Identifying effects of specific environments

Berg and Coop report that Crohn’s disease and ulcerative colitis show signals of adaptation
to principal components of summer and winter environmental variables. Our analysis
confirms these signals and may suggest which environmental variables, as opposed to
the principal components, drive this adaptation. In particular, Berg and Coop find
that Crohn’s disease has a significant correlation with their summer PC2, summer PC1
and winter PC1. Summer PC2 is loaded strongly on precipitation, humidity, and radiation,
and we find strong correlations for Crohn’s disease with summer precipitation and summer
humidity. Similarly, summer PC1 is loaded strongly on winter temperature, which is
correlated with Crohn’s disease in our analysis.
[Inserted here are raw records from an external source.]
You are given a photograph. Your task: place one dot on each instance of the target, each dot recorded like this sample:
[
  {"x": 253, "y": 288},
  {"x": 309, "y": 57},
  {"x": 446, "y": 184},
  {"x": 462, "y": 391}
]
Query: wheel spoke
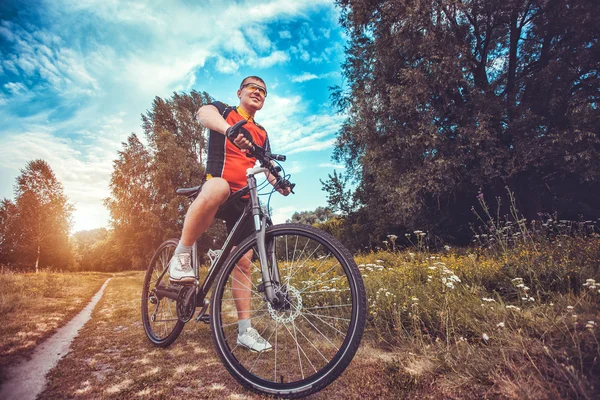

Berg and Coop find that summer PC2
is also correlated with ulcerative colitis, and in our analysis ulcerative colitis
is correlated with summer radiation. When compared to the null distributions, none
of our correlations for Crohn’s disease or ulcerative colitis is significant after
FDR or Bonferroni adjustments, but our p-values are similar to those that Berg and Coop report.

Specific genes and environmental factors

Our results for the local environmental adaptation of disease risk SNPs led us to
examine gene annotations of SNPs that had significant p-values from Bayenv as well as R
2
values that were significantly higher than those derived from the null distributions
created with sets of resampled SNPs.

Many genes that showed signals of adaptation in Bayenv 24], 25] and our analysis, and all genes that showed both signals with two or more environmental
variables, had functions related to the immune system. In some cases, one SNP was
associated with multiple environments and in other cases, multiple SNPs near the same
gene accounted for the environmental associations. Genes that were significant with
at least two variables include: BTNL2 for alopecia areata, NOD2 for Crohn’s disease,
PLA2R1 for membranous neuropathy, LMO1 for neuroblastoma, and TNPO3, UBE2L3, HLA-DRA,
and HIC2 for systemic lupus erythematosus.

For asthma, several genes were significant in both Bayenv and our analysis. SNPs located
within 10 kb of the DENND1B gene and SNPs within 10 kb of the CRB1 gene were significant
for summer humidity. The DENND1B protein is important in the innate and adaptive immune
response to previously encountered antigens. It is part of the signaling pathway for
inflammatory response, and is associated with moderate to severe cases of asthma 26]. SNPs within 10 kb of the RORA gene and SNPs within 10 kb of the IL2RB gene were
significant for summer radiation flux. SNPs near the RORA gene were also significant
for latitude, summer maximum temperature, and winter minimum temperature. RORA is
a component of the mammalian circadian clock 27], and is involved in lipoprotein metabolism 28] and lipid homeostasis in muscle cells 29]. These functions could help explain the signals of adaptation of this asthma-associated
gene with summer and winter temperature.

For prostate cancer, SNPs located within 10 kb the KLK3 gene were significant for
summer radiation flux, winter humidity, and latitude in Bayenv. The KLK3 gene produces
prostate specific antigen (PSA), a widely used biomarker for prostate cancer 30].